Bild: Shelby Carpenter
Shelby Carpenter mit einem weiteren Mitglied einer geheimen Jagdgesellschaft
Rund 100.000 Menschen sind ihm zwischen 1991 und 2002 zum Opfer gefallen, rund die Hälfte der fünf Millionen Einwohner musste ihre Heimat verlassen.

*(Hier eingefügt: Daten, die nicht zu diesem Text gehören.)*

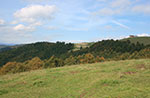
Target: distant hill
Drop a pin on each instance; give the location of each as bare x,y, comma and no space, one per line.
78,46
142,40
43,50
3,46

Zigtausende Personen leben seither mit Amputationen, denn das Abschneiden von Händen oder Füßen gehörte zum "Kennzeichen" der Revolutionary United Front, die gegen die Regierung kämpfte.

In einer Gesellschaft wie in Sierre Leone zu forschen ist nicht gerade einfach, zumal wenn man jemand ist wie Shelby Carpenter: eine weiße Sozialanthropologin mit blonden Haaren, geboren in den USA. Dennoch hat sich Carpenter mehrere Jahre in Westafrika aufgehalten und dabei die wichtigste "Währung" des Versöhnungsprozesses der Nachkriegszeit behandelt: Vertrauen und Misstrauen.

Eine entscheidende Rolle spielen dabei geheime Jagdgesellschaften, die als traditionelle Netzwerke des Vertrauens fungieren.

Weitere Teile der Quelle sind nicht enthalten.